I started weeping when Sandra Bland made the choice (which wasn’t a choice) to leave her car. I recognized her voice and words and body language as someone who was scared for her life but trying to maintain her dignity in the face of a police officer who was trying to maintain his pride after being challenged. You can hear it in Sandra Bland’s repeated “for a fucking traffic ticket.” And you can hear it in the police officer’s “This right here says a warning. *YOU* started creating the problems.” Hopelessness versus Defensiveness. Helplessness versus Power.
When I worked as a Dean of Security, I was called a lot of things that attacked my gender, race, (what students thought was) my religion, and my body type. I had a lot of irritated teenagers (and teachers) talk to me with a lack of respect. I was threatened, glared at, stomped at, and there were a lot of eyes rolled and teeth sucked in my direction. Over five years as a Dean of Security in a Brooklyn high school, I lost my temper once with a student. But I didn’t put my hands on her.
Watching the full video of Sandra Bland’s arrest, I recognized the escalation. I can identify several times where the police officer goaded Sandra Bland into reacting. I can hear the fear in Sandra Bland’s voice come out as anger and rebellion. I can hear the despair in her voice. And the fear. So much fear.
As teachers we had to take the high road despite being taunted and dared because we were professionals. And human. It helped to have empathy for our students. It helped to know something about their lives and their dreams. But it wasn’t easy. And not all of the teachers or fellow Deans of Security were successful at finding that high road. It doesn’t feel good to be challenged or to have your plan for an organized and calm day to be disrupted by someone else’s behavior. We all have our lives and stresses and bad days and illnesses and crappy spouses and children and neighbors. But that’s living in a world with other people. That’s life.

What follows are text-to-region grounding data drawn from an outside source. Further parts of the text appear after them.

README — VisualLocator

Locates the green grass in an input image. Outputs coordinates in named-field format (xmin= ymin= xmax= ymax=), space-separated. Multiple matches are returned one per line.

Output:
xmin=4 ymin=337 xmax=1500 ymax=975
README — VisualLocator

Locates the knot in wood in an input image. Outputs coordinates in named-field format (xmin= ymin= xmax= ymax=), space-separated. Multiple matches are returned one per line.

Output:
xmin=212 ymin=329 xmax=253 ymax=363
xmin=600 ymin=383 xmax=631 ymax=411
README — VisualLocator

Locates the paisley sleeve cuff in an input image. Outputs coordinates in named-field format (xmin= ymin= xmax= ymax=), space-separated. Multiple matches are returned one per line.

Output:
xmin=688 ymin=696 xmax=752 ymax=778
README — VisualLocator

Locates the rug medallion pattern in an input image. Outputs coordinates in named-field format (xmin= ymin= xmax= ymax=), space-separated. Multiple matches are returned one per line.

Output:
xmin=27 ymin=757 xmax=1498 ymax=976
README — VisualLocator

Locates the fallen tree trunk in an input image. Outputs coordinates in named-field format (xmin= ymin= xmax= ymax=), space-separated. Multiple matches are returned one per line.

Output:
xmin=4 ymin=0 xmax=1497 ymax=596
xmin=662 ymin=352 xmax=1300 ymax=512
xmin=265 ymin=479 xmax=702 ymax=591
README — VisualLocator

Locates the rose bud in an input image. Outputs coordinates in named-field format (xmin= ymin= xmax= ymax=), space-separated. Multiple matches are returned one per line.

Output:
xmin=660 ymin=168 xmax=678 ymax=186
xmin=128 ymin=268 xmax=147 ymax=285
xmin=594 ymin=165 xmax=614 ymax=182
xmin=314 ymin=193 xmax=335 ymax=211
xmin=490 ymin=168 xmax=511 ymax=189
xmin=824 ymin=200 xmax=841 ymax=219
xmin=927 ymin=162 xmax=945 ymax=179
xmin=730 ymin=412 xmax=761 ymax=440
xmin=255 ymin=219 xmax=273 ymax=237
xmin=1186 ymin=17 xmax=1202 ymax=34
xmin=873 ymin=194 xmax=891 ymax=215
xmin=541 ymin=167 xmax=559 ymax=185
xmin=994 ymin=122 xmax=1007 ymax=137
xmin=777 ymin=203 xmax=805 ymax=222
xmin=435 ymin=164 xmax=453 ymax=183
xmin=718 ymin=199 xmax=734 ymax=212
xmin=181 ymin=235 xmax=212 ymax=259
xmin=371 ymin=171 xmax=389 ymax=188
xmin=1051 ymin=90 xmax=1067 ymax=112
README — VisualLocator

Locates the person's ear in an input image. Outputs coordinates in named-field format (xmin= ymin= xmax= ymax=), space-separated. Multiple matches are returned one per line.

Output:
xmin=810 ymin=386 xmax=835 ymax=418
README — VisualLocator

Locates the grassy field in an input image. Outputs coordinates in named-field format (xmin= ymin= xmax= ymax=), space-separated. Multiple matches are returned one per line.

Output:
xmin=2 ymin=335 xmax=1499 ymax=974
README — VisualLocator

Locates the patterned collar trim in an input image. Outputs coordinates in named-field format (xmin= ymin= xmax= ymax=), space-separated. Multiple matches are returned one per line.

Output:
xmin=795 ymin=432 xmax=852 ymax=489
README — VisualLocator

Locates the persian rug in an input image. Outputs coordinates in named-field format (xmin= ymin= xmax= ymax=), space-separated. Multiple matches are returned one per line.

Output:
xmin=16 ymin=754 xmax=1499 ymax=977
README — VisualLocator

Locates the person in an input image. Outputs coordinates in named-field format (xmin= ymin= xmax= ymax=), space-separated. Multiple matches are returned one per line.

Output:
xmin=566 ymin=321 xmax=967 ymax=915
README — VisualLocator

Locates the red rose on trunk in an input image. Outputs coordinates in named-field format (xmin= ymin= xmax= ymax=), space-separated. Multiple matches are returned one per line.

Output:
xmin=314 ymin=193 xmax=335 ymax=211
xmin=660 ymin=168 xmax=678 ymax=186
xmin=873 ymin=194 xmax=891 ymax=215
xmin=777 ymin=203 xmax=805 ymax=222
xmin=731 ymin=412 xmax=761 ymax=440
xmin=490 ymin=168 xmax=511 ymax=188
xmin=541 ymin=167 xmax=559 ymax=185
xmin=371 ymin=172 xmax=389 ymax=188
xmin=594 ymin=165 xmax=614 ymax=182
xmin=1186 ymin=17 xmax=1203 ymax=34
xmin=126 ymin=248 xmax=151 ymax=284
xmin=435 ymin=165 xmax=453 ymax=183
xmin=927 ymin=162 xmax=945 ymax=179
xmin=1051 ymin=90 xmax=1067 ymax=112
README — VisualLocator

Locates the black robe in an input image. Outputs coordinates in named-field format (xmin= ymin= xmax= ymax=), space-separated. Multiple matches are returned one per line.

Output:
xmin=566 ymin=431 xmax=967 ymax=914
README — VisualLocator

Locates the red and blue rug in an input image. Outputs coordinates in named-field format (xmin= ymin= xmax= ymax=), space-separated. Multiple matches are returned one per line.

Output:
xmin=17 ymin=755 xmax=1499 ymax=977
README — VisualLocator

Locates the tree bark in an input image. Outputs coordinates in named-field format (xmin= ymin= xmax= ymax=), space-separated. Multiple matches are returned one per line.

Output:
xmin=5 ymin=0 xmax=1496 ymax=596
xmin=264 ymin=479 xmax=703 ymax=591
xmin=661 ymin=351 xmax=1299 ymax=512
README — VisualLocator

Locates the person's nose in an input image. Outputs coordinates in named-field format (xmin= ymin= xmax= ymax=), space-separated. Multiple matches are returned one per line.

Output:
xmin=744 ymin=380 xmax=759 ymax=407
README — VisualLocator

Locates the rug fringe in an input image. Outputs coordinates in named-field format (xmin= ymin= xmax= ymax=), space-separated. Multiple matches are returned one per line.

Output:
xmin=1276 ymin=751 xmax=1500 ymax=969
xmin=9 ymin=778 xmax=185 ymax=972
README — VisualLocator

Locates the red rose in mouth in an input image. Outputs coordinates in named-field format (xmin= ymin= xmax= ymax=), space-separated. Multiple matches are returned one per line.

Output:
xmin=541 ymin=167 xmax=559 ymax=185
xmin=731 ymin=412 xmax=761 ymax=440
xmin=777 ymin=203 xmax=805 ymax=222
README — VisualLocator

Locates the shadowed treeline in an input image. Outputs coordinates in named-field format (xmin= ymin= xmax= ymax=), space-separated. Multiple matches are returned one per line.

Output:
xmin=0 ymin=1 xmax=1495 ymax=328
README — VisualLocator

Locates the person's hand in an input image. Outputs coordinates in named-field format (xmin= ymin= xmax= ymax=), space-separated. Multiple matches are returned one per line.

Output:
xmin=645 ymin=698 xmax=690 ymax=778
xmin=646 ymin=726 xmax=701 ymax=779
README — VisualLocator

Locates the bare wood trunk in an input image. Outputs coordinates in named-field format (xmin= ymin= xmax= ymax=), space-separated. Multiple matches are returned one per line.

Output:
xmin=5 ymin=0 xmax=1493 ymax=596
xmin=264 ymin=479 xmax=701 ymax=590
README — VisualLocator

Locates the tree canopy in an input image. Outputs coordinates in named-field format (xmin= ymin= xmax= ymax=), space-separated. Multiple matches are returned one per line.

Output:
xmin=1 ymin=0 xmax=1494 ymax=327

Police officers have even more of a calling to take the high road. For one thing, they are armed. For another, they — quite literally — have the law on their side. The medical community’s mantra of “Do No Harm” must apply to officers of the law ten-fold. When it doesn’t, the personal biases and prejudices and hatreds and resentments cost lives and harm us all. This is not an issue that happens to someone else. If it happens to one, it is happening to us all. (And let’s not pretend this is only in Texas.)
We need to get past the point where Pushing the Envelope is demanding that people are treated as human beings. And that’s going to take those of us with privilege to stand up and risk some discomfort and strife. It’s going to take some in the police force and emergency services to stand up and speak out. If we say we believe everyone should be treated as a human being, there can be no tiered belief system. And we all have to swallow some pride and drop the defensiveness if we hope to move forward.